Christian Gollwitzer <
auri...@gmx.de> wrote:
> I don't really understand what kind of copy this performs. But if you
> can reformulate this operation to copy (large) contiguous blocks of
> memory, you could use memcpy, which is probably optimized better. As
> others have suggested, this problem is probably memory bandwidth
> limited. This means you can gain something by vectorizing as large
> blocks as possible at once.
When dealing with multidimensional arrays, if you need to handle
(read, copy, modify...) large portions of it at adjacent indices,
it's always much more efficient to perform the operations on elements
that are in contiguous memory locations rather than jumping around.
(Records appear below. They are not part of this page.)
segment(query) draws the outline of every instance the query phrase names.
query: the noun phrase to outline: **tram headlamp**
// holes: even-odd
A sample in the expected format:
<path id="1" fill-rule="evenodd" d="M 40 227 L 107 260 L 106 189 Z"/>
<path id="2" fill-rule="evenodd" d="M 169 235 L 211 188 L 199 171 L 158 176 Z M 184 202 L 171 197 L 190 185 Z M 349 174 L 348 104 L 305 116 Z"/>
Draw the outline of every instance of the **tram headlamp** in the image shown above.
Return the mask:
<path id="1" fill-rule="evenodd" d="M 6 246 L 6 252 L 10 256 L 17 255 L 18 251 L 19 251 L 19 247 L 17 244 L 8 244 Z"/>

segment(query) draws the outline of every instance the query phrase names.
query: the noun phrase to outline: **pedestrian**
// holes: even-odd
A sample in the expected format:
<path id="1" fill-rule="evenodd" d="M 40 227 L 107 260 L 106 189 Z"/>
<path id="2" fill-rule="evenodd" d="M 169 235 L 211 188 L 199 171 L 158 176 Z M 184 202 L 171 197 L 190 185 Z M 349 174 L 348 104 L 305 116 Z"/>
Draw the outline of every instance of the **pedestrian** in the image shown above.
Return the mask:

This makes it important which index of a multidimensional array is
modified most often.
The reason for this is, obviously, caching. When you access an element
in the array, the CPU will load adjacent memory data to the cache. If
you then access an adjacent element of the array, it will most probably
be already loaded into the cache (closest to the CPU), which will make
it really fast. If, however, you jumped around the RAM by incrementing
the wrong index, you will get lots of cache misses.
For that reason eg. this:
for(unsigned i1 = 0; i1 < size1; ++i1)
for(unsigned i2 = 0; i2 < size2; ++i2)
largeArray[i1][i2] = anotherLargeArray[i1][i2];
will usually be much faster than:
for(unsigned i2 = 0; i2 < size2; ++i2)
for(unsigned i1 = 0; i1 < size1; ++i1)
largeArray[i1][i2] = anotherLargeArray[i1][i2];
memcpy() is often very fast not only because it has been optimized to
death during the last 30 years, but also because it accesses consecutive
memory locations, which is cache-friendly.